Mais de 4,1 milhões de brasileiros foram infectados pela covid-19. Sem contar as subnotificações. Todos, de alguma forma, sentiram os impactos da pandemia e tentam se acostumar com o novo normal. Os efeitos de uma realidade de restrições, em meio às drásticas mudanças, começam a se tornar evidentes e intensificam a discussão de uma quarta onda da doença: a emergência de saúde mental como consequências da crise sanitária. Dados da Organização Mundial da Saúde (OMS) indicam que quase 1 bilhão de pessoas vivem com transtorno mental, 3 milhões morrem todos os anos devido ao uso nocivo do álcool e uma pessoa morre a cada 40 segundos por suicídio. Com os reflexos da pandemia, os números devem piorar.
Presidente da Associação Brasileira de Psiquiatria, Antônio Geraldo da Silva relata que especialistas já perceberam um novo movimento de doenças mentais se formando. “Essa doença (covid-19) não vai ficar só na primeira onda, segunda onda e terceira onda. Nós vamos ter uma onda das doenças mentais, por vários motivos”, afirma o médico.

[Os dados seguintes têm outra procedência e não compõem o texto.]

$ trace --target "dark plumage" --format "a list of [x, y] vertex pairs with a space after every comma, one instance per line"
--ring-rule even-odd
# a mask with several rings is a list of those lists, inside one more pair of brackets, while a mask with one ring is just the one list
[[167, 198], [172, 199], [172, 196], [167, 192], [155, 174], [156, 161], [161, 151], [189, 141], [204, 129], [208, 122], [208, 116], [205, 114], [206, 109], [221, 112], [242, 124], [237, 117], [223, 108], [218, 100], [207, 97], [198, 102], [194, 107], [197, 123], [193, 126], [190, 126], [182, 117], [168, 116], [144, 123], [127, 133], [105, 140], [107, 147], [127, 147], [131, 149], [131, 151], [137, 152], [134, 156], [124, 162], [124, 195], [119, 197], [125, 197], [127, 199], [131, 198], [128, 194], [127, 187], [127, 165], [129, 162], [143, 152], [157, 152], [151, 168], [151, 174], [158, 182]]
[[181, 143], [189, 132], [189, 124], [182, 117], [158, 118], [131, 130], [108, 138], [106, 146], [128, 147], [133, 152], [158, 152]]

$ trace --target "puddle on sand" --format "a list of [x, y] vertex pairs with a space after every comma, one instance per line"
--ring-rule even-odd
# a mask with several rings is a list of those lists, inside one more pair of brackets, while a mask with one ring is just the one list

A separação da pandemia em ondas foi inicialmente proposta pelo pneumologista do Hospital Universitário Emory, em Atlanta (EUA), Victor Tseng. Na definição do médico, a quarta onda se dá com o adoecimento mental da sociedade, quando uma série de doenças provocadas pelas mudanças bruscas e pelo medo da covid-19 geram consequências na saúde mental. Esse estágio é antecedido por outras três ondas.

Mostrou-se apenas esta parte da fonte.